How large is the img that dd creates

ddhard-disk

This is the first time I use the dd command.
I execute:

dd if=/dev/sdb2 of=/mnt/sdc1/Hdd1.img bs=512 conv=noerror,sync

Where the sdb is the destroyed hdd (size: 500 GB).
I copying the partition sdb2 into an image. I've done it 6(!!) days. the img size is about 640 GB and still counting (i.e: it hasn't finished yet…). 6 days it's printing the copied data details (which byte it's copied to where) and it's not stopping.

Is it normal? how is it possible that the img size is larger than the whole destroyed hdd size? and when it suppose to finishing?

Best Answer

By doing the copy 512 bytes at a time you are doing lots and lots of reads and writes. About a trillion, actually, if you do the math. You've also asked for sync [EDIT: this is not oflag=sync so the next statement is invalid], which means to wait for each write to actually make it out to disk before that write can return. Let's say your disk is pretty speedy so each write takes 2ms.

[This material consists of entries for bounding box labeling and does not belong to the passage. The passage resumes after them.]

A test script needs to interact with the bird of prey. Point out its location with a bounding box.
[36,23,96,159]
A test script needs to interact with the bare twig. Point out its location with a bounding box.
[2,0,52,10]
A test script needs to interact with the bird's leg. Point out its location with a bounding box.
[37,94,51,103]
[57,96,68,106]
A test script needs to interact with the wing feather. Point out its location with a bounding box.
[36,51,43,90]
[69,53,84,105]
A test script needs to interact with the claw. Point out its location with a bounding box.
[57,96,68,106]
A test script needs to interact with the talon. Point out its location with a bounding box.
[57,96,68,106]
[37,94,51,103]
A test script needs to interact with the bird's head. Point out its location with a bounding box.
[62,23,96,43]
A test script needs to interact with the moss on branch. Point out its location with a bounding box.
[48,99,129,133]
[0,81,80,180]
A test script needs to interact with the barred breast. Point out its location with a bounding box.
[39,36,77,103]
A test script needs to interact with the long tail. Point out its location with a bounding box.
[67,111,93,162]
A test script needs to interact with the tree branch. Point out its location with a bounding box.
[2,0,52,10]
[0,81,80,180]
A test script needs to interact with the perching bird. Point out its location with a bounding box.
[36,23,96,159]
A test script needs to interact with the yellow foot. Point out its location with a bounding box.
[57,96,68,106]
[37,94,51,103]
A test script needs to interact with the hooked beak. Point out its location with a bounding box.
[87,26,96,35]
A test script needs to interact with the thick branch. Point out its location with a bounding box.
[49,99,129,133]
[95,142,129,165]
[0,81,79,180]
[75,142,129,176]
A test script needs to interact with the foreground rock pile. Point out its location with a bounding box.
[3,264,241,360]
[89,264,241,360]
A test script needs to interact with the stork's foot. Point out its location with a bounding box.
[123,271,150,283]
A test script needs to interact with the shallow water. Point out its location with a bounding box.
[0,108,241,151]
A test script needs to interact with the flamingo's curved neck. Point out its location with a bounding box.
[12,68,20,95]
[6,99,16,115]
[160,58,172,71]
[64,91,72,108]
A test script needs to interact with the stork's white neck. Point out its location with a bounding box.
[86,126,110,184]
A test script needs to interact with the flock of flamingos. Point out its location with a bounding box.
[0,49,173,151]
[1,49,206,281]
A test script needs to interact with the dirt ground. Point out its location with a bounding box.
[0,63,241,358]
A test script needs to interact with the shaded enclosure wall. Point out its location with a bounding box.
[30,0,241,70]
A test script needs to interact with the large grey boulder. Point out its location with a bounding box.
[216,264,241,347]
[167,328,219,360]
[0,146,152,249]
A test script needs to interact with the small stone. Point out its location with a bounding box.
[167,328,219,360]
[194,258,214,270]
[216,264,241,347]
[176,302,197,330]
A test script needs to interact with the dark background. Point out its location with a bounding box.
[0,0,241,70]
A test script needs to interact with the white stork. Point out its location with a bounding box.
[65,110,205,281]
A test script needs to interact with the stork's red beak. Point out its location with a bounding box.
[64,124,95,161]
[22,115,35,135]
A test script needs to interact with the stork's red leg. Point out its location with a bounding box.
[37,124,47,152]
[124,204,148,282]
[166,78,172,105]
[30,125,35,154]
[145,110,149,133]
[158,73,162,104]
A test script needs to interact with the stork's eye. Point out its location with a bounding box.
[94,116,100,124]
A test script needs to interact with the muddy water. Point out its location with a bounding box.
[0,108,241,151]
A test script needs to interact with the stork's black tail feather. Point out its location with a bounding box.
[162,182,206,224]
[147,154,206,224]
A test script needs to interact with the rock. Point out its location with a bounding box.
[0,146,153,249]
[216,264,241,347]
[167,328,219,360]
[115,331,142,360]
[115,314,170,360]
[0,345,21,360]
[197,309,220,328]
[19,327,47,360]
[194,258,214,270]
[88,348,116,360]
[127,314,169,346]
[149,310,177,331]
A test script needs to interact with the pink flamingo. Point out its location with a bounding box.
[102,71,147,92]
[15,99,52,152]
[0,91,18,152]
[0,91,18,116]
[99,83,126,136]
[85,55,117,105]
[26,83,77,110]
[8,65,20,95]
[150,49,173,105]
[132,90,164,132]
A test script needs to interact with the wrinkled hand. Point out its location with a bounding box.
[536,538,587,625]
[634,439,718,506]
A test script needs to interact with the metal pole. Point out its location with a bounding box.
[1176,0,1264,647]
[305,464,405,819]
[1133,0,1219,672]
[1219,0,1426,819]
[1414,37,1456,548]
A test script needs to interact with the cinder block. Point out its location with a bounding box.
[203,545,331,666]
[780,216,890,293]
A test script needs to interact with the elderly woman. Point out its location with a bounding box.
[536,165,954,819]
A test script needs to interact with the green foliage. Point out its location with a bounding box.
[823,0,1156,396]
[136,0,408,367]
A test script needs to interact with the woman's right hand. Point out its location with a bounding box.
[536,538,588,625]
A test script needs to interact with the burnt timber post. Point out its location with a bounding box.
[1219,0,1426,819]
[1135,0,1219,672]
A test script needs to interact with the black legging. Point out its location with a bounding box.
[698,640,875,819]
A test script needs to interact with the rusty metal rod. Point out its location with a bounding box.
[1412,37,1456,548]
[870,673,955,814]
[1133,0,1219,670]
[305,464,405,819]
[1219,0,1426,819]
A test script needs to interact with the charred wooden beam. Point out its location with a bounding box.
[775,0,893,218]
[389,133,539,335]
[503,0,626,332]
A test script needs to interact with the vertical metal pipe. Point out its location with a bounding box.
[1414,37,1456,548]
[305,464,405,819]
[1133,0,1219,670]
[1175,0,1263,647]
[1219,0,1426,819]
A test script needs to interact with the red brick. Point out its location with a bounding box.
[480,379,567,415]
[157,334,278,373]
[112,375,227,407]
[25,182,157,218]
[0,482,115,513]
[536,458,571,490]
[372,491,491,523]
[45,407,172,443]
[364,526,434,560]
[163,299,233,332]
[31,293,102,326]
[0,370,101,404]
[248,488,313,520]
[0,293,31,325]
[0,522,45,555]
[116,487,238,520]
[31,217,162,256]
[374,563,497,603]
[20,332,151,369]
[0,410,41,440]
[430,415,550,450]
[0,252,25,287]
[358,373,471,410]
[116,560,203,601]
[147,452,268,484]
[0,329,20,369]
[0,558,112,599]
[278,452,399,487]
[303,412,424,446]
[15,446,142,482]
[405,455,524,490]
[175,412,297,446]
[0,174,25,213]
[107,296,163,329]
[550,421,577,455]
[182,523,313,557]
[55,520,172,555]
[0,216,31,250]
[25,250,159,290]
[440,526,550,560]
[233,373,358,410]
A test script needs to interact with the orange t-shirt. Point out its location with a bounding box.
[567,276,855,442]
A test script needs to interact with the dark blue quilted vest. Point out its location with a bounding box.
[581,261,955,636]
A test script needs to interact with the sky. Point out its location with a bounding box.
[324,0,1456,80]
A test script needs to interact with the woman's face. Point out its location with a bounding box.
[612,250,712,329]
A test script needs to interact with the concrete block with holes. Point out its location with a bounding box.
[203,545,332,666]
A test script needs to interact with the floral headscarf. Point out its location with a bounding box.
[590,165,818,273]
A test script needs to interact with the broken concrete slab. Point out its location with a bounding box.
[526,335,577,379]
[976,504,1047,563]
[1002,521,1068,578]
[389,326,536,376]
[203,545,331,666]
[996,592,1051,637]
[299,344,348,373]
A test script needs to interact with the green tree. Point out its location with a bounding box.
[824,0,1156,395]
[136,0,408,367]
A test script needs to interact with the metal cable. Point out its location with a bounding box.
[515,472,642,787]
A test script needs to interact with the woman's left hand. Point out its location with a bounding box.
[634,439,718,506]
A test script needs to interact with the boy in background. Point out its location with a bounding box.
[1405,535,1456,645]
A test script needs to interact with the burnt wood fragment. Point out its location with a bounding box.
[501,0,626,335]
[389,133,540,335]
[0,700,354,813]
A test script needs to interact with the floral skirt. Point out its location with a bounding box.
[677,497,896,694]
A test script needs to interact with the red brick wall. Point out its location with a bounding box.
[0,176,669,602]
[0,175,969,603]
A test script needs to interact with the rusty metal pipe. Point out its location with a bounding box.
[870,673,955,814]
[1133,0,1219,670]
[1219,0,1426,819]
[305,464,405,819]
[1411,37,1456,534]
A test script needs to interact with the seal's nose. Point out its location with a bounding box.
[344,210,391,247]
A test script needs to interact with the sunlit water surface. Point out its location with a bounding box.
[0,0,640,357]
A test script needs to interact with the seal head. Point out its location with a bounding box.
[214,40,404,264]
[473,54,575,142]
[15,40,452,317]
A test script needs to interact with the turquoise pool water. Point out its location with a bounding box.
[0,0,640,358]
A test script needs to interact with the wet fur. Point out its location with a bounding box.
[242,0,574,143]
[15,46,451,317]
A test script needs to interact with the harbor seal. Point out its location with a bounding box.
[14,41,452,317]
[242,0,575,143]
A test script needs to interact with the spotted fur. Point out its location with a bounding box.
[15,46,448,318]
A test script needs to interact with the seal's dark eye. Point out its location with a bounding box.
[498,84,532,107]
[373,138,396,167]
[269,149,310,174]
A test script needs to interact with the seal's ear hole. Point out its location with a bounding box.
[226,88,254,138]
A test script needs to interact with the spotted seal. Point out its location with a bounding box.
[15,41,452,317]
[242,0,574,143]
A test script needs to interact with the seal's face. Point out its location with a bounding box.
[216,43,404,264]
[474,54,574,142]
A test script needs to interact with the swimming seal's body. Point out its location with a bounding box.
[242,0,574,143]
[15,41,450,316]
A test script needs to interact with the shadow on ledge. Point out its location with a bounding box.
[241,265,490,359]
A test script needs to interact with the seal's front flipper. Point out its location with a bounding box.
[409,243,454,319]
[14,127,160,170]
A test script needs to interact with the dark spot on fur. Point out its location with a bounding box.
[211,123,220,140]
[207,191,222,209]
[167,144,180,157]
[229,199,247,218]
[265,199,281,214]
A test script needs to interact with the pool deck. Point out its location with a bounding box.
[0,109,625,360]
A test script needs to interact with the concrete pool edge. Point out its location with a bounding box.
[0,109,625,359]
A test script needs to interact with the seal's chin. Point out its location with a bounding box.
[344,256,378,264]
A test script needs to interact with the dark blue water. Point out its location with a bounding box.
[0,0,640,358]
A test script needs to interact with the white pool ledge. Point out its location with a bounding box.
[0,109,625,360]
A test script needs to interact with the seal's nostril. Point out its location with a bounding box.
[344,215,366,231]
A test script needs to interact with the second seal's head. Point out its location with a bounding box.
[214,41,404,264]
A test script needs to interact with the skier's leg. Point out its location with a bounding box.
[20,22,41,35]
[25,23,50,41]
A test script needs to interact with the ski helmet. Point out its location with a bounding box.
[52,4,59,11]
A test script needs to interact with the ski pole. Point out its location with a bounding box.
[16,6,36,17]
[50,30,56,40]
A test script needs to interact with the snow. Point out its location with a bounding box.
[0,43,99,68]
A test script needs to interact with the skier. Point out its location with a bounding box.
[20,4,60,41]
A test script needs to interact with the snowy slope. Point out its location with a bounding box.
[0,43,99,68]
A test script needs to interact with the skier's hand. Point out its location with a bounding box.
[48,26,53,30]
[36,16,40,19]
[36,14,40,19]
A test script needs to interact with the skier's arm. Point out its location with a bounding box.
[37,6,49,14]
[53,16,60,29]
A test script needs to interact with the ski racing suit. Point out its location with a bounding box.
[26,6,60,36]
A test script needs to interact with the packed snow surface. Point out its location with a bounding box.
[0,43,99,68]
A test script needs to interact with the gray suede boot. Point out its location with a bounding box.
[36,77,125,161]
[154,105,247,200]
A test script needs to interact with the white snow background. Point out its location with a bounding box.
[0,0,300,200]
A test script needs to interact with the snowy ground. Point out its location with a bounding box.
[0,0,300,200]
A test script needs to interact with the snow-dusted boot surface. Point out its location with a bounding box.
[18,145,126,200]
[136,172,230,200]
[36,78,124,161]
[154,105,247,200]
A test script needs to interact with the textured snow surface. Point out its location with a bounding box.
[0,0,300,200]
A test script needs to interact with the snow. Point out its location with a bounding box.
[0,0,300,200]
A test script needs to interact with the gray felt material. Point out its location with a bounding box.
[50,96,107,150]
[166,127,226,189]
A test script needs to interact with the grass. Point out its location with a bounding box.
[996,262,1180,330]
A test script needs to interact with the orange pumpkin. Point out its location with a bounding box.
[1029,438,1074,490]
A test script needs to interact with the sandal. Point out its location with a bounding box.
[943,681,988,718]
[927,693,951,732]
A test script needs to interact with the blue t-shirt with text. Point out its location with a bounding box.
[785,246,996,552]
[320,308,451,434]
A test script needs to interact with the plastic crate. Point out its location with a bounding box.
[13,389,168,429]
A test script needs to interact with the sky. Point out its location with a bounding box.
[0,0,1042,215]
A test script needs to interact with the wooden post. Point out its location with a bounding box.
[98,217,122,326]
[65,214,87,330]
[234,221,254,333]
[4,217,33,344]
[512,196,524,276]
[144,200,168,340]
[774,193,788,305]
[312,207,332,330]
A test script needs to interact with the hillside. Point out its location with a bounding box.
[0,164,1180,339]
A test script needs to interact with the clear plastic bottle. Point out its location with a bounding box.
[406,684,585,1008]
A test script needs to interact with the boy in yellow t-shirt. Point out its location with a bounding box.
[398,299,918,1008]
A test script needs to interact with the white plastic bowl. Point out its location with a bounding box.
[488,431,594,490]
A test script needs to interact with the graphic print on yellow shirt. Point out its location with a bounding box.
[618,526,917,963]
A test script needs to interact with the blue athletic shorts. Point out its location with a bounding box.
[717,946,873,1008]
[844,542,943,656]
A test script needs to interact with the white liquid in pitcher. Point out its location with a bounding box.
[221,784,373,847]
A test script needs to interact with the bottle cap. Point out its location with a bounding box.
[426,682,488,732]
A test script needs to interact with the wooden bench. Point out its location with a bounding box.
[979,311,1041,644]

500gb / 512 bytes * 2ms = 22.6 days.

Wow, trillions billions of milliseconds added up fast, didn't they?

[EDIT: while that was certainly a fun bit of math, it's not accurate since oflag=sync wasn't used. The delays are more likely due to repeatedly reading bad sectors and those associated timeouts. The below dd_rescue approach should help quite a bit. Using plain dd with a larger block size might help, but not as much since it can't adapt its read size and won't skip over massive damage.]

If you use a larger block size and/or skipped the sync it will run MUCH faster:

# dd if=/dev/sdb2 of=/sdb2-image.img bs=1024k

If you're concerned about read errors on the sdb2 image read, use dd_rescue with the -A option to write out a block of zeroes instead of skipping that write. Skipping blocks with errors entirely can lead to problems when certain filesystem structures appear at different offsets from the start than they were originally. It's better to just have some unexpected zeroes. For example:

# dd_rescue -A /dev/sdb2 /sdb2-image.img

This will start out reading large blocks of data at once and only reduces it when it starts hitting errors.

EDIT: to directly answer the question, as suggesed by Micheal Johnson, when using conv=noerror,sync on dd or -A on dd_rescue, your image will end up the exact same size as your source. This is because every read will generate an identically sized write. Some versions of dd may keep running long past the end of the device since they ignore the end-of-file "error" per your conv=noerror request. I don't think Linux does this, but it's something to watch out for if your image seems to be getting larger than the source.